The Israel Innovation Authority released its State of High-Tech 2026 report (covering 2025 data), with record figures across every major metric:

  • High-tech exports crossed $85 billion — 58% of Israel's total exports
  • Fundraising reached approximately $14.6 billion, up 30% year-over-year
  • Exits hit a record $84 billion
  • Sector output grew 8.2% in real terms to approximately NIS 352 billion
  • 775 new startups were founded in 2025
  • Employment reached ~400,000 workers, 11.4% of Israel's total workforce

On the margins

Alongside the celebrations, the ecosystem showed a more complex picture. Hailo, the AI chip company, reported laying off 50% of its workforce.

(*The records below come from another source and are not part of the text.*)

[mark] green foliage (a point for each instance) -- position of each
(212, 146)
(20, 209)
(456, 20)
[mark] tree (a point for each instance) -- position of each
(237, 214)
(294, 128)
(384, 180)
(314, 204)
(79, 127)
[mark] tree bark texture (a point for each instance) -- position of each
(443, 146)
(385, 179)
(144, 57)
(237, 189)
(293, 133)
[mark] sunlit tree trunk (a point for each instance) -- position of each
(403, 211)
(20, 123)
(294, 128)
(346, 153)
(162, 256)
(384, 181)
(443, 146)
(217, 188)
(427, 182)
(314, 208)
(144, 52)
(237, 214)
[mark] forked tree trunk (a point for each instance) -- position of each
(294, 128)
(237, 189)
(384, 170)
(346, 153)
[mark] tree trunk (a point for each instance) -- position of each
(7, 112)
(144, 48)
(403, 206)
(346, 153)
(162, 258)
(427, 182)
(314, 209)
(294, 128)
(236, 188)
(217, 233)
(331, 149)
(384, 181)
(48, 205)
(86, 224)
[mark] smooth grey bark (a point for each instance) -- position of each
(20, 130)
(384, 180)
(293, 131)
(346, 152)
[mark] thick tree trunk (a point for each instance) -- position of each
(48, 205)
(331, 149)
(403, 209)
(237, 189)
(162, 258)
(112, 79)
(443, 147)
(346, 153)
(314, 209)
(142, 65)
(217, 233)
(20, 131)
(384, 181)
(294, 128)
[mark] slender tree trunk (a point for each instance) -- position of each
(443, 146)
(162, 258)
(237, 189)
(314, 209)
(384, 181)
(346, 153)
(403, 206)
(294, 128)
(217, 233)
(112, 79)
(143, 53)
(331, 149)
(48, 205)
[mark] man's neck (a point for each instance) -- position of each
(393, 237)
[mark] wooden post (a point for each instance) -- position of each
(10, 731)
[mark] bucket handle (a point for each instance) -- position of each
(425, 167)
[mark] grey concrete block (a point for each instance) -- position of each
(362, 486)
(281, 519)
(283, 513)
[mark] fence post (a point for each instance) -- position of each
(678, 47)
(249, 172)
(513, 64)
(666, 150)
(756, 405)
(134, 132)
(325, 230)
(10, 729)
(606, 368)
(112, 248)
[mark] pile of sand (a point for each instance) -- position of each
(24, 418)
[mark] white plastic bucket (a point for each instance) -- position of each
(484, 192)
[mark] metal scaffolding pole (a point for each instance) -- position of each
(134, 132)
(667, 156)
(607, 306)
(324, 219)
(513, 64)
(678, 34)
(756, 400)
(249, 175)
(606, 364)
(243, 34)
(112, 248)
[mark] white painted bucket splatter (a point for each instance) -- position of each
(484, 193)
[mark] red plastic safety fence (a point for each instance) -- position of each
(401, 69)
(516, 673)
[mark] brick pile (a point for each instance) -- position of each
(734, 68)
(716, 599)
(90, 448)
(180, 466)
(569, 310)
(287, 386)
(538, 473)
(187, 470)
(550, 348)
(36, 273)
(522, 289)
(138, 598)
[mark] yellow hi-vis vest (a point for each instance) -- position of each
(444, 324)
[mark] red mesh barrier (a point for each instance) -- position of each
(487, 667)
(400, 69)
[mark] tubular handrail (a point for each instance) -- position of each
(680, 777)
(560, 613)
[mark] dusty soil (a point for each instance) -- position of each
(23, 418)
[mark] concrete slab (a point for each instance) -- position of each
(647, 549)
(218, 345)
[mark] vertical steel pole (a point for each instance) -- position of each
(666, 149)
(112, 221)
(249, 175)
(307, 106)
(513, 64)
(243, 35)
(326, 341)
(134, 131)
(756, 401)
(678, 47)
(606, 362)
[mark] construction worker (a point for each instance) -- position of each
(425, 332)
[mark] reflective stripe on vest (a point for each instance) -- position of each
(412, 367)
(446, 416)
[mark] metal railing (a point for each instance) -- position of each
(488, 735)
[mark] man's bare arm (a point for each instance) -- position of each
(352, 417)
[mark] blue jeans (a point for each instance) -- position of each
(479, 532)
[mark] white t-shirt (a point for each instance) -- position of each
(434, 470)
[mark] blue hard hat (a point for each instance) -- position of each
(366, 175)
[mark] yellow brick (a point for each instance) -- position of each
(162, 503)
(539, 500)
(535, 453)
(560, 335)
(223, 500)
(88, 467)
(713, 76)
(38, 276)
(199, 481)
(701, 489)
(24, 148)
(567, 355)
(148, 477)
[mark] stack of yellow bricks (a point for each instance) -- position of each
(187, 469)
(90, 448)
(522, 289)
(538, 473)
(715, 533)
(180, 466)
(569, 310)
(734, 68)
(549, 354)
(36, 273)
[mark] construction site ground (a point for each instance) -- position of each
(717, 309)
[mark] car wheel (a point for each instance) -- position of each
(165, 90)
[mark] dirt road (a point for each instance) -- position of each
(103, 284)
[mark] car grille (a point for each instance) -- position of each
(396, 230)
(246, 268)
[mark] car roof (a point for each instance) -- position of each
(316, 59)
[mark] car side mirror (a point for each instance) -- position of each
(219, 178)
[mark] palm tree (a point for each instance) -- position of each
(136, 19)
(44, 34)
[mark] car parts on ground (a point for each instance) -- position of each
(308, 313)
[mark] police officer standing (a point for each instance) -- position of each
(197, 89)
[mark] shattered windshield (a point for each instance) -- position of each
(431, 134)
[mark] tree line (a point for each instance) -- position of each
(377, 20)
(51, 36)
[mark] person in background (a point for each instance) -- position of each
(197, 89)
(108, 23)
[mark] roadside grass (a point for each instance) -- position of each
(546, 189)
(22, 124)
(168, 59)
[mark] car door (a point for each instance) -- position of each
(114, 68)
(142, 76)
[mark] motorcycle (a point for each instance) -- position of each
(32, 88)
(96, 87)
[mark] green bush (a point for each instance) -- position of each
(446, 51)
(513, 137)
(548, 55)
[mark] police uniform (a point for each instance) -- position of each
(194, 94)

Meanwhile, reports from Calcalist indicate Pioneer, the Israeli fintech company, is in advanced negotiations to be acquired by a Canadian firm for approximately $2.7 billion.

Senior executives at multinational tech companies operating in Israel (including Apple, Intel, IBM, and others) have reached out to the government seeking relief, as the strengthening shekel makes Israeli R&D centers more expensive than Silicon Valley alternatives. But according to the Innovation Authority's report, the overall picture is far more encouraging than the partial snapshot suggests.

The bottom line

The week opening June 2026 illustrates the duality of Israeli tech: mega-rounds led by global investors alongside contraction at companies that can't keep pace; record exports alongside exchange-rate concerns. The Innovation Authority's report provides the full picture — an industry continuing to grow rapidly, with a strong innovation base, global demand for AI infrastructure, and foreign capital continuing to flow in.